Actualités of Tuesday, 2 September 2014

Source: The Guardian Post Newspaper

Editorial: Challenges as a daily newspaper

It is often said that it is more difficult to climb to the top than to crumble. Yet, it is most difficult to maintain leadership than attaining it.

Maintaining the leadership position entails challenges; most of which entails withstanding the spanners being thrown into the works. Such unkempt attempts could either emanate from vicious competitors or from those you step on their toes while exercising your vocation. The Guardian Post has lived and is still living all these.

The most challenging challenge faced by The Guardian Post and certainly by any other local daily is that to always furnish the public with fresh news. The duty to furnish the public with fresh news is a social contract between the news organ and the reader.

By taking the long leap from a weekly to a daily means that the workload in the dual contract increases. We are by this challenge condemned to quench the ever-increasing taste of the public to consume our product.

The Guardian Post understands the frustration of its reader who storms the newsstand one morning but is told that their darling newspaper is not available. It can only be described as deception and abuse of confidence. We are therefore faced with the challenge of shunning any such occurrence.

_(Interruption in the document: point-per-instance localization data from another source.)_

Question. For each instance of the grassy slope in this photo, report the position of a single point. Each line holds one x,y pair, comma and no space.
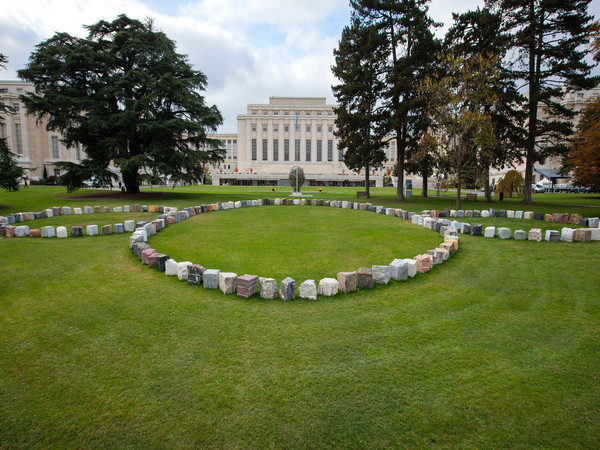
499,347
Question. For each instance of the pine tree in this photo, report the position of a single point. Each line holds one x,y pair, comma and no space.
548,39
358,63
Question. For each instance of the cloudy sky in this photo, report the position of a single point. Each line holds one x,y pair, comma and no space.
249,49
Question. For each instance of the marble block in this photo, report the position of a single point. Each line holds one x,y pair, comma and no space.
520,235
582,234
161,261
146,255
308,290
535,234
182,271
364,278
346,281
424,263
287,289
399,270
489,232
268,288
22,231
566,234
48,231
328,287
245,286
412,267
195,273
210,278
381,274
504,233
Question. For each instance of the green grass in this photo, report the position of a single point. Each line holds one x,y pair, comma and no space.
499,347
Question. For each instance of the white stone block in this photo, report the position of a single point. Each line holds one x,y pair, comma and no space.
171,268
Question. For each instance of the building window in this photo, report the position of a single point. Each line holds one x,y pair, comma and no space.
18,139
55,147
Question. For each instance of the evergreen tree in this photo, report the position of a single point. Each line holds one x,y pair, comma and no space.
548,39
358,66
480,32
409,49
126,95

Away from the preponderant role of the media to educate, entertain, inform and reform, The Guardian Post as a daily is most confronted with the challenge to identify what its readers want. In a multi-ethnic society like Cameroon where there exist diverse choices of likes and dislikes, the task of our newspaper to satisfy everyone’s demand becomes more herculean.

A smart newspaper editor would however move so fast to identify this asset and cage it in his locker. Judging from the daily market surveys rendered by news vendors across the country, The Guardian Post, can be said to have gained sufficient understanding of this formula.

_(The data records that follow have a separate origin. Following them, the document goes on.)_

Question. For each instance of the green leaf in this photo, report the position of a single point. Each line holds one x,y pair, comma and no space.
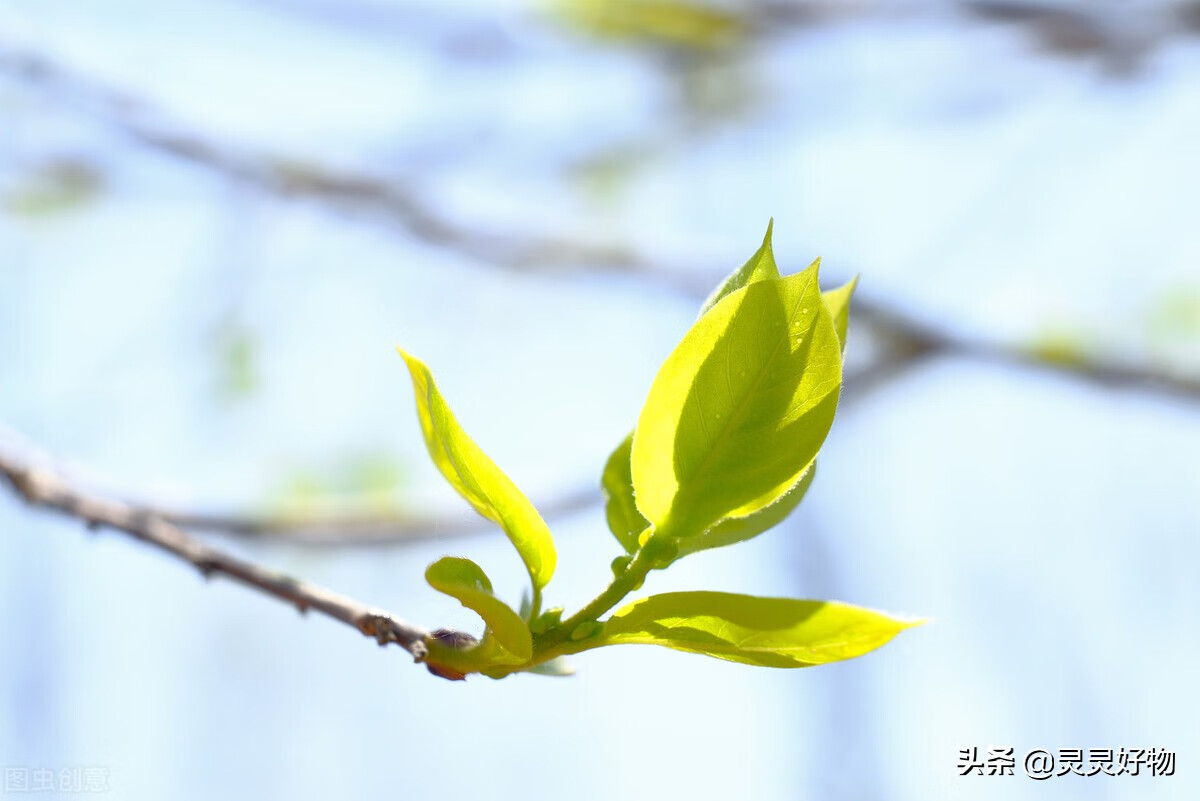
739,408
738,529
624,521
768,632
477,477
838,301
759,266
507,639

One of the most challenging tasks that editors of all daily newspapers would always testify of is the task to fill the pages of the newspaper with news-worthy information.

That task becomes more daunting in a society like ours where picking a government advert by a private newspaper is equivalent to asking a camel to pass through the eye of a needle. The newspaper is therefore bound to recruit as many reporters in all ten regions of the triangle who will furnish the editorial desk with daily happenings so as to fill the spaces that would have been occupied by adverts.

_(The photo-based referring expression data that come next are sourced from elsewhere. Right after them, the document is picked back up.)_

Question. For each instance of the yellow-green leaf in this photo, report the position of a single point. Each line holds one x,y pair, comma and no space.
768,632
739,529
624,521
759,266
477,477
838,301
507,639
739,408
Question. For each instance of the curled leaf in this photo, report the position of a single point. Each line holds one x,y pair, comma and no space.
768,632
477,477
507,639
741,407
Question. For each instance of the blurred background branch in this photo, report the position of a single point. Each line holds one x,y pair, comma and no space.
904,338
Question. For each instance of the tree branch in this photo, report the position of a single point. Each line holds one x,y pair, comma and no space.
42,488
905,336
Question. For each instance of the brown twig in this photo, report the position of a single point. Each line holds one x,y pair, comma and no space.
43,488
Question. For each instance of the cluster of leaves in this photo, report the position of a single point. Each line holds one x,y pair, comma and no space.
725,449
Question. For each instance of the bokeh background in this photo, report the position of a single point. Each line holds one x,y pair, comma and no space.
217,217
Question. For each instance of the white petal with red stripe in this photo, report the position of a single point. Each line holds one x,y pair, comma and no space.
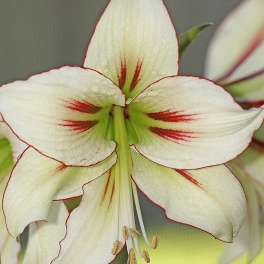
94,226
134,44
63,113
210,199
30,192
44,237
188,122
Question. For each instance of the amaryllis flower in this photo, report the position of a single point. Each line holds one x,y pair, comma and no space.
123,122
43,237
236,60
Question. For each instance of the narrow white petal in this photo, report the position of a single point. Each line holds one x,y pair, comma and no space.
210,199
30,192
63,113
188,122
134,44
44,237
93,227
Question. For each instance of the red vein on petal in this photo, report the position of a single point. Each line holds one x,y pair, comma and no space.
122,75
136,78
188,176
83,107
170,116
79,126
60,168
247,105
170,134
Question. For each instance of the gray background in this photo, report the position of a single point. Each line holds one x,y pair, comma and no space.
39,35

Recruiting these reporters and editors means more financial burden but with fewer or no adverts. We are therefore condemned to satisfy our readers with their most desired interest; news and not adverts. It may be consoling to the readers, but discomforting to the management of the newspaper since these adverts are indispensable in the life of the news organ. “Mais, on va faire comment?”

Perhaps, The Guardian Post may not have assumed its present position today, but for its ability to keep the basic canons of journalism intact. As the leading English language newspaper in the country, we are confronted with the charge of respecting these ethical norms which in one way or the other are our driving force. Far from awarding ourselves the complement, the simplest way to describe The Guardian Post is that “it is a school for journalism lessons.”

This professional aspect is certainly strengthened by a meticulous but not perfect editing strength which guarantees a good understanding of our stories by readers. In an epoch when the newspaper business is becoming more competitive but ironically gaining less confidence, The Guardian Post finds itself in a battling ring with editing and prove-reading challenges.

This is a challenge that is faced by every daily newspaper even beyond international borders. According to a survey carried out by the American Society of Newspaper Editors in 1999, 35% of readers find spelling or grammatical errors more than once a week in the circa 1.400 daily newspapers that exist in USA. The same survey states that 23% of the public find factual errors in newspapers once a week.

The research is similar to another research carried out by USA TODAY/CNN/GALLUP which says only 36% of newspapers get news facts straight. These are all weaknesses identified in a modern and advanced society like the US. The Guardian Post, being a normal human entity which is not infallible, may not be completely free from such professional weaknesses.

These challenges put together enable The Guardian Post to refine its editorial outlook to meet up with the daily demands of the noble profession.